PSEUDORANDOM GENERATORS FOR COMBINATORIAL SHAPES

We construct pseudorandom generators for combinatorial shapes, which substantially generalize combinatorial rectangles, epsilon-biased spaces, 0/1 halfspaces, and 0/1 modular sums. A function f : [m](n) -> {0, 1} is an (m, n)-combinatorial shape if there exist sets A(1), ... , A(n) subset of [m] and a symmetric function h : {0, 1}(n) -> {0, 1} such that f(x(1), ... , x(n)) = h(1(A1) (x(1)), ... , 1A(n) (x(n))). Our generator uses seed-length O(logm + logn + log(2)(1/epsilon)) to get error epsilon.

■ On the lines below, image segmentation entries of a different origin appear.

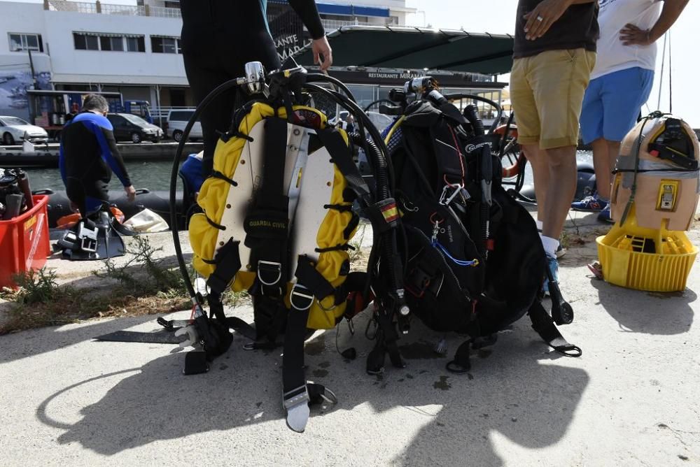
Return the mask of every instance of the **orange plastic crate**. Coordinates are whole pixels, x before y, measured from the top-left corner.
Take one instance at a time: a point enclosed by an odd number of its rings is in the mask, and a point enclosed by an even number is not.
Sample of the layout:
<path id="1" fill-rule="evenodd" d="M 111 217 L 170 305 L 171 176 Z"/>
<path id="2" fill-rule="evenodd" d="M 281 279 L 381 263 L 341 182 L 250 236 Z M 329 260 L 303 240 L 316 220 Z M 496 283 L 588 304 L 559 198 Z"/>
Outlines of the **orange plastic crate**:
<path id="1" fill-rule="evenodd" d="M 15 287 L 12 276 L 41 269 L 51 253 L 48 196 L 34 195 L 34 206 L 10 220 L 0 221 L 0 287 Z"/>

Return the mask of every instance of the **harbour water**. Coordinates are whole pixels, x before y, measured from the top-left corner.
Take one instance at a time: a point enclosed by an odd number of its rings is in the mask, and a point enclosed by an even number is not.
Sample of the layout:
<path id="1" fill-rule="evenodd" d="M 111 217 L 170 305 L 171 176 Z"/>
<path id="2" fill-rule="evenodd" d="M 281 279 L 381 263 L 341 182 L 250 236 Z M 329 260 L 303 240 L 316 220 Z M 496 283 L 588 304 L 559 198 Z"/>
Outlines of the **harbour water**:
<path id="1" fill-rule="evenodd" d="M 593 156 L 590 151 L 578 151 L 576 159 L 580 163 L 593 164 Z M 170 171 L 172 168 L 172 162 L 134 161 L 127 162 L 125 165 L 134 188 L 148 188 L 151 191 L 170 189 Z M 53 190 L 64 189 L 57 168 L 28 168 L 27 172 L 32 189 L 47 188 Z M 528 164 L 525 173 L 525 185 L 531 183 L 532 172 Z M 122 189 L 116 177 L 112 178 L 109 189 Z"/>

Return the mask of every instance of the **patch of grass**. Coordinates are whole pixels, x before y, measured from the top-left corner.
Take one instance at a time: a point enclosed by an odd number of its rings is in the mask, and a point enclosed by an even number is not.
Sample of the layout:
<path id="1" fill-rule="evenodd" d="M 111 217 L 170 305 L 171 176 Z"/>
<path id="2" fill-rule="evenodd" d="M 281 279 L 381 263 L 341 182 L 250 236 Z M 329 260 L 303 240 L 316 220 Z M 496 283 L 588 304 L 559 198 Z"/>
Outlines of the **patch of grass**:
<path id="1" fill-rule="evenodd" d="M 56 273 L 42 268 L 33 269 L 13 275 L 18 289 L 4 288 L 0 297 L 18 303 L 43 303 L 52 300 L 59 293 L 56 284 Z"/>
<path id="2" fill-rule="evenodd" d="M 172 290 L 186 295 L 187 289 L 179 271 L 166 266 L 162 259 L 155 258 L 162 247 L 154 248 L 146 236 L 136 236 L 134 240 L 134 246 L 126 251 L 132 257 L 124 266 L 117 266 L 111 259 L 107 259 L 104 261 L 106 271 L 94 271 L 92 273 L 98 278 L 115 279 L 127 289 L 141 293 L 157 294 Z M 138 266 L 140 271 L 134 271 L 134 266 Z"/>
<path id="3" fill-rule="evenodd" d="M 225 306 L 230 306 L 232 308 L 239 305 L 248 303 L 251 300 L 251 296 L 246 290 L 234 292 L 230 289 L 227 289 L 224 292 L 221 299 Z"/>
<path id="4" fill-rule="evenodd" d="M 190 306 L 184 280 L 177 269 L 167 266 L 147 238 L 137 237 L 132 257 L 125 266 L 105 261 L 99 278 L 115 279 L 118 285 L 97 290 L 56 284 L 56 273 L 41 269 L 16 278 L 17 290 L 5 289 L 0 296 L 13 303 L 0 335 L 24 329 L 75 323 L 95 317 L 160 315 L 187 310 Z"/>

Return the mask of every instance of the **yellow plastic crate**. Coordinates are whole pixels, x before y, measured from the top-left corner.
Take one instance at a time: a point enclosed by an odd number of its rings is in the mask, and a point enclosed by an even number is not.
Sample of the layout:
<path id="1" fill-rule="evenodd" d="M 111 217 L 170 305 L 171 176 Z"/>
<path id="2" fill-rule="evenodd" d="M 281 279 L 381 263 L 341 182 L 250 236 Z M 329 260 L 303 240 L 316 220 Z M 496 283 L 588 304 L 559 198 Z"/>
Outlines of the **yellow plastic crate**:
<path id="1" fill-rule="evenodd" d="M 636 225 L 634 209 L 624 226 L 619 223 L 598 237 L 603 277 L 615 285 L 652 292 L 683 290 L 698 253 L 684 232 Z M 660 245 L 660 247 L 659 247 Z"/>

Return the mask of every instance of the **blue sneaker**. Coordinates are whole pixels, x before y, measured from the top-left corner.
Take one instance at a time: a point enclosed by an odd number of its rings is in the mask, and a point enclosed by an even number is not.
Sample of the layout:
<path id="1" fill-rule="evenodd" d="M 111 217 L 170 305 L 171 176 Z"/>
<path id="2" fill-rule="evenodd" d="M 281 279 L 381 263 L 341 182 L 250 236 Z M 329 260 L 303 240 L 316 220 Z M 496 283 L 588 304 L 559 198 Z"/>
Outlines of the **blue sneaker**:
<path id="1" fill-rule="evenodd" d="M 552 277 L 554 278 L 554 282 L 559 282 L 559 263 L 556 261 L 556 258 L 554 257 L 551 257 L 549 254 L 545 255 L 547 257 L 547 267 L 550 268 L 552 272 Z M 545 276 L 545 285 L 542 287 L 545 291 L 545 296 L 549 296 L 550 295 L 550 278 L 549 276 Z"/>
<path id="2" fill-rule="evenodd" d="M 612 217 L 610 215 L 610 206 L 608 204 L 606 206 L 606 208 L 598 213 L 598 220 L 603 222 L 610 222 L 610 224 L 615 224 L 615 221 L 612 220 Z"/>
<path id="3" fill-rule="evenodd" d="M 608 207 L 608 201 L 601 199 L 598 196 L 586 196 L 580 201 L 571 203 L 571 209 L 575 211 L 585 211 L 594 213 L 602 211 Z"/>

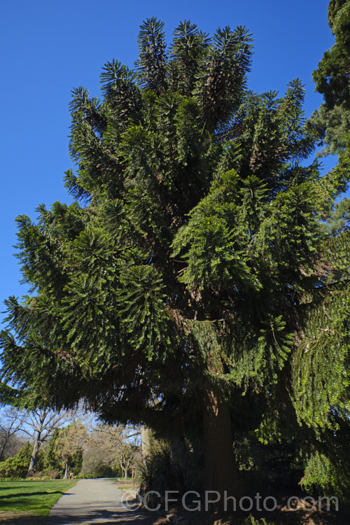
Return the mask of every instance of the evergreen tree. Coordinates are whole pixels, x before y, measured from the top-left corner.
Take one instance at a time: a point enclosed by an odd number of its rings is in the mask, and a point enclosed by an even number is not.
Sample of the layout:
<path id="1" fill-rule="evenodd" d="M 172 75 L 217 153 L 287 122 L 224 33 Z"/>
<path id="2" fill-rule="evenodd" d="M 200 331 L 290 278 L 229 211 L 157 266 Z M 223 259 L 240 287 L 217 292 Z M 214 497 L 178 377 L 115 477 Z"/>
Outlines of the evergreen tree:
<path id="1" fill-rule="evenodd" d="M 299 80 L 246 90 L 245 29 L 185 21 L 167 51 L 152 18 L 139 43 L 101 101 L 73 92 L 76 201 L 17 219 L 31 295 L 6 302 L 2 377 L 33 402 L 202 433 L 206 487 L 238 495 L 242 425 L 322 444 L 347 428 L 349 265 L 321 224 L 346 172 L 301 162 Z"/>

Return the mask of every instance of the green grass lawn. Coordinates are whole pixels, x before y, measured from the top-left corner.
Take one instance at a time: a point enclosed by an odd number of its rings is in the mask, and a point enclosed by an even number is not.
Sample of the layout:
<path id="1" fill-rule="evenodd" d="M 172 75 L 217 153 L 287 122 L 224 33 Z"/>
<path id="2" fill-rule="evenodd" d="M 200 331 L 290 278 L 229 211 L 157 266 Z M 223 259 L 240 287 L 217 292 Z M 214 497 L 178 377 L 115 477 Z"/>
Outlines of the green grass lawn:
<path id="1" fill-rule="evenodd" d="M 47 516 L 52 505 L 76 483 L 70 479 L 0 482 L 0 516 L 1 512 Z"/>

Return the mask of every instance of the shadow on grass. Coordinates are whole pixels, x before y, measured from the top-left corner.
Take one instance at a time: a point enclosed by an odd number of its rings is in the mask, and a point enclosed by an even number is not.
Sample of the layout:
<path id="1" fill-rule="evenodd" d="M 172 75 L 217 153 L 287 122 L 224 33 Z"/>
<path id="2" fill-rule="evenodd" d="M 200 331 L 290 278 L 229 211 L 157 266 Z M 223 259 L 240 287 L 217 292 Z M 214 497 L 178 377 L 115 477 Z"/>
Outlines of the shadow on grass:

When m = 2, this gives the first generator of seed-length O(log n) that fools all weight-based tests, meaning that the distribution of the weight of any subset is epsilon-close to the appropriate binomial distribution in statistical distance. Along the way, we give a generator for combinatorial rectangles with seed-length O(log(3/2) n) and error 1/poly(n), matching Lu's bound from ICALP 1998. For our proof we give a simple lemma which allows us to convert closeness in Kolmogorov (cdf) distance to closeness in statistical distance. As a corollary of our technique, we give an alternative proof of a powerful variant of the classical central limit theorem showing convergence in statistical distance, instead of the usual Kolmogorov distance.